Eric Van Der Sypt, an official at the prosecutors' office, told AFP that: "The investigation... has shown that these people had the intention to kill several policemen in the street and at police commissariats [police stations]."
Thirteen people were arrested in total but only five would be prosecuted, he said. Belgium would also seek the extradition of two suspects held in France.
On Friday, the Belgian government also announced new measures to deal with terrorist suspects.
They include making travelling abroad for terrorist activities a crime and expanding the cases where Belgian citizenship can be revoked for dual nationals who are thought to pose a terror risk.
No link has been established between the terrorist plot in Belgium and last week's attacks in Paris.
But French Prime Minister Manuel Valls said on Friday that, despite this, both countries face the same threats.
"The link that exists is the will to attack our values," he said.
Twelve suspects are being held by police in the Paris region over last week's attacks in the French capital that killed 17 people.
Those arrested are now being questioned about "possible logistical support", such as weapons or vehicles, they could have given the three gunmen, according to police.

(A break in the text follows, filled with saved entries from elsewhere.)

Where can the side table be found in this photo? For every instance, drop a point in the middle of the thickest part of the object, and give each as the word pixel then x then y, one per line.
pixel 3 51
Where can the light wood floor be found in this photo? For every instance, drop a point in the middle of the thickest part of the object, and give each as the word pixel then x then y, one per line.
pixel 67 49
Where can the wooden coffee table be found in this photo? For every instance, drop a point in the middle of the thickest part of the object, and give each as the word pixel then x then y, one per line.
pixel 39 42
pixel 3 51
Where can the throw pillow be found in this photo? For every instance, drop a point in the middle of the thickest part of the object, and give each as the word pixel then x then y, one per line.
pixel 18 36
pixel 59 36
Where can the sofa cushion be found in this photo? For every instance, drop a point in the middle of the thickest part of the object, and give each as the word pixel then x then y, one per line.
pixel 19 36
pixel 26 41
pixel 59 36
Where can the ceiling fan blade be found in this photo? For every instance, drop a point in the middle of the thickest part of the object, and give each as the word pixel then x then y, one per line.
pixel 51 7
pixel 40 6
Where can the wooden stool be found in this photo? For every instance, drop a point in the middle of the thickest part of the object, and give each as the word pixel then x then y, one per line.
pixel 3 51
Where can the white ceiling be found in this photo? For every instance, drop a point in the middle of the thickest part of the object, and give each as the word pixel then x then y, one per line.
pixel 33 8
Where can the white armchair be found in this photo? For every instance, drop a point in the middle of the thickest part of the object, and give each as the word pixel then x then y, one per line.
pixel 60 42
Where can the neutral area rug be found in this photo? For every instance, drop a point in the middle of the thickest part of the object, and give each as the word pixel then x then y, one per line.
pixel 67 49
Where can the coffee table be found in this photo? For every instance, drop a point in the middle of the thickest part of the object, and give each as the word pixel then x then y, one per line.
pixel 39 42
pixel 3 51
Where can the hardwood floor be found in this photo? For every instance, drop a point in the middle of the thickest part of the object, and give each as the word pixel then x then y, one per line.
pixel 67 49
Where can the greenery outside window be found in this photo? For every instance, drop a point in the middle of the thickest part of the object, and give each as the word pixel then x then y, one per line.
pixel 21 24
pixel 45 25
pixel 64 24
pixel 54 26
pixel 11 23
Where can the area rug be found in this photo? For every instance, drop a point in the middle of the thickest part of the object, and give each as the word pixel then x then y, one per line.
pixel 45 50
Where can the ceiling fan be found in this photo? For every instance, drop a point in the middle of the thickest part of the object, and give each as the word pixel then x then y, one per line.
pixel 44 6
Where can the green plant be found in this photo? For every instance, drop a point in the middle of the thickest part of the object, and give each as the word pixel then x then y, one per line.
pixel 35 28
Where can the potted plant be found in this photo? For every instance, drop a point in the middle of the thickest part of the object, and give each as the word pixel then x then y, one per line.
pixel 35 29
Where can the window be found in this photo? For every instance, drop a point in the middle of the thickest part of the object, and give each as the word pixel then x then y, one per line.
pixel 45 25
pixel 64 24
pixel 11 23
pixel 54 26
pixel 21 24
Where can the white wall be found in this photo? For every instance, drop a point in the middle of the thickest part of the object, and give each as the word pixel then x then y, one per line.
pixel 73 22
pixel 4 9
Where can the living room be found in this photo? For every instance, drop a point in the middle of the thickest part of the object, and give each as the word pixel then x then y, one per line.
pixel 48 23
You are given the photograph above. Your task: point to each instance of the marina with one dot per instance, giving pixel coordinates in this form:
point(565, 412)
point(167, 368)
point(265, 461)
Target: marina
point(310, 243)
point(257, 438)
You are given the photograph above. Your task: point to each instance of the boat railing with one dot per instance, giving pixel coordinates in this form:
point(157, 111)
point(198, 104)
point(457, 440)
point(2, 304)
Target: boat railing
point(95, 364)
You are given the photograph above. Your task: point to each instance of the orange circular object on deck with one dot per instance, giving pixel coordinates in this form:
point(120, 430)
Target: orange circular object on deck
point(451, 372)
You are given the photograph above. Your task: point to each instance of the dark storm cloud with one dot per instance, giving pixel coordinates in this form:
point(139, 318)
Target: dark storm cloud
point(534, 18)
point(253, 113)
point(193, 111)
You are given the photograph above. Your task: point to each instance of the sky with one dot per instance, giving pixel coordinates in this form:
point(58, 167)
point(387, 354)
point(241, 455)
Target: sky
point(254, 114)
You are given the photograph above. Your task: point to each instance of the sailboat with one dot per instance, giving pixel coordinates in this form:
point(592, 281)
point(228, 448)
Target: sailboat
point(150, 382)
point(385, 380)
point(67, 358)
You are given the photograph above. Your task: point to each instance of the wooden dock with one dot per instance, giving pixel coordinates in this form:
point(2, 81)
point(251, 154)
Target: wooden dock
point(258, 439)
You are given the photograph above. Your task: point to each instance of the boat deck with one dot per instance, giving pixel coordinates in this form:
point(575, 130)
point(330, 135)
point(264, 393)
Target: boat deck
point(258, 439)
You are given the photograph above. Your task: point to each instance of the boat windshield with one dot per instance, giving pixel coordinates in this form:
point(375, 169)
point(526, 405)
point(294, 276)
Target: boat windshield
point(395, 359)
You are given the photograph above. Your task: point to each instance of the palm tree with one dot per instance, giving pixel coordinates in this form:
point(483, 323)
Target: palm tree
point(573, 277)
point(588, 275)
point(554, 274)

France remains on its highest terrorism alert level and authorities have said that some 120,000 police and soldiers have been mobilised across France.
In a separate incident on Friday, authorities shut down and evacuated the Gare de l'Est train station after a bomb scare.
France and Belgium incidents have wider impact
The incidents in France and Belgium have had a wider impact on their European neighbours.
Spain has launched an investigation into the visit of one of the Paris gunmen, Amedy Coulibaly, to Madrid just days before the attacks in Paris.
Police in Germany have also arrested two men following raids on 11 properties on Friday, involving some 250 officers.
One of the men was suspected of leading an extremist group of Turkish and Russian nationals.
Police said that the group was preparing a serious act of violence in Syria but that there was "no indication" that the group had been planning attacks inside Germany.
In the UK, police have been warned that a terror attack against them is highly likely.
The head of Europol Rob Wainwright said that the need for tightened security across Europe highlighted the complex nature of the terrorist threat in the region.
He said it was hard for police to identify plans because suspects were "working in a self-radicalised way very often, not necessarily under any command and control structure".